The non-transitory memory may be physical devices used to store programs (e.g., sequences of instructions) or data (e.g., program state information) on a temporary or permanent basis for use by a computing device. The non-transitory memory may be volatile and/or non-volatile addressable semiconductor memory. Examples of non-volatile memory include, but are not limited to, flash memory and read-only memory (ROM)/programmable read-only memory (PROM)/erasable programmable read-only memory (EPROM)/electronically erasable programmable read-only memory (EEPROM) (e.g., typically used for firmware, such as boot programs). Examples of volatile memory include, but are not limited to, random access memory (RAM), dynamic random access memory (DRAM), static random access memory (SRAM), phase change memory (PCM) as well as disks or tapes.
These computer programs (also known as programs, software, software applications or code) include machine instructions for a programmable processor, and can be implemented in a high-level procedural and/or object-oriented programming language, and/or in assembly/machine language. As used herein, the terms “machine-readable medium” and “computer-readable medium” refer to any computer program product, non-transitory computer readable medium, apparatus and/or device (e.g., magnetic discs, optical disks, memory, Programmable Logic Devices (PLDs)) used to provide machine instructions and/or data to a programmable processor, including a machine-readable medium that receives machine instructions as a machine-readable signal. The term “machine-readable signal” refers to any signal used to provide machine instructions and/or data to a programmable processor.
Various implementations of the systems and techniques described herein can be realized in digital electronic and/or optical circuitry, integrated circuitry, specially designed ASICS (application specific integrated circuits), computer hardware, firmware, software, and/or combinations thereof. These various implementations can include implementation in one or more computer programs that are executable and/or interpretable on a programmable system including at least one programmable processor, which may be special or general purpose, coupled to receive data and instructions from, and to transmit data and instructions to, a storage system, at least one input device, and at least one output device.
The processes and logic flows described in this specification can be performed by one or more programmable processors, also referred to as data processing hardware, executing one or more computer programs to perform functions by operating on input data and generating output.
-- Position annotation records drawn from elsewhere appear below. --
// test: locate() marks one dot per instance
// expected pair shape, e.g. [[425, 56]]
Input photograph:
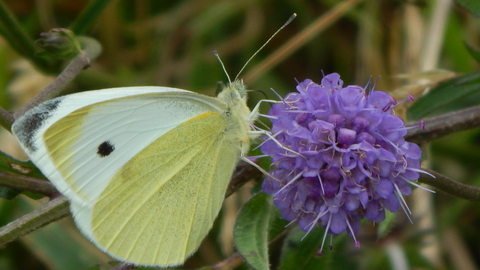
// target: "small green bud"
[[59, 43]]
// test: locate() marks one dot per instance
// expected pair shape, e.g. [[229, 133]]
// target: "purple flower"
[[338, 155]]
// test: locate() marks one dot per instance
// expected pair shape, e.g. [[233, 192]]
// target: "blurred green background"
[[410, 44]]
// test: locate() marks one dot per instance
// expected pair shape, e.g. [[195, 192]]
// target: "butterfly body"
[[145, 168]]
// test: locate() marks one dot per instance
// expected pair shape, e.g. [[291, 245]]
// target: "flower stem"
[[447, 185], [46, 214], [19, 40]]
The processes and logic flows can also be performed by special purpose logic circuitry, e.g., an FPGA (field programmable gate array) or an ASIC (application specific integrated circuit). Processors suitable for the execution of a computer program include, by way of example, both general and special purpose microprocessors, and any one or more processors of any kind of digital computer. Generally, a processor will receive instructions and data from a read only memory or a random access memory or both. The essential elements of a computer are a processor for performing instructions and one or more memory devices for storing instructions and data. Generally, a computer will also include, or be operatively coupled to receive data from or transfer data to, or both, one or more mass storage devices for storing data, e.g., magnetic, magneto optical disks, or optical disks. However, a computer need not have such devices. Computer readable media suitable for storing computer program instructions and data include all forms of non-volatile memory, media and memory devices, including by way of example semiconductor memory devices, e.g., EPROM, EEPROM, and flash memory devices: magnetic disks, e.g., internal hard disks or removable disks: magneto optical disks; and CD ROM and DVD-ROM disks. The processor and the memory can be supplemented by, or incorporated in, special purpose logic circuitry.
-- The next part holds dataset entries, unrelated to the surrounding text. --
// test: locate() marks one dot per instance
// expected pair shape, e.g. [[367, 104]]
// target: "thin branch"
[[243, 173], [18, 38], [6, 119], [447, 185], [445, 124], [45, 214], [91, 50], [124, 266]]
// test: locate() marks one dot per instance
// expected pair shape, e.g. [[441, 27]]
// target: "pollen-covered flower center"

To provide for interaction with a user, one or more aspects of the disclosure can be implemented on a computer having a display device, e.g., a CRT (cathode ray tube). LCD (liquid crystal display) monitor, or touch screen for displaying information to the user and optionally a keyboard and a pointing device, e.g., a mouse or a trackball, by which the user can provide input to the computer. Other kinds of devices can be used to provide interaction with a user as well: for example, feedback provided to the user can be any form of sensory feedback, e.g., visual feedback, auditory feedback, or tactile feedback; and input from the user can be received in any form, including acoustic, speech, or tactile input. In addition, a computer can interact with a user by sending documents to and receiving documents from a device that is used by the user; for example, by sending web pages to a web browser on a user's client device in response to requests received from the web browser.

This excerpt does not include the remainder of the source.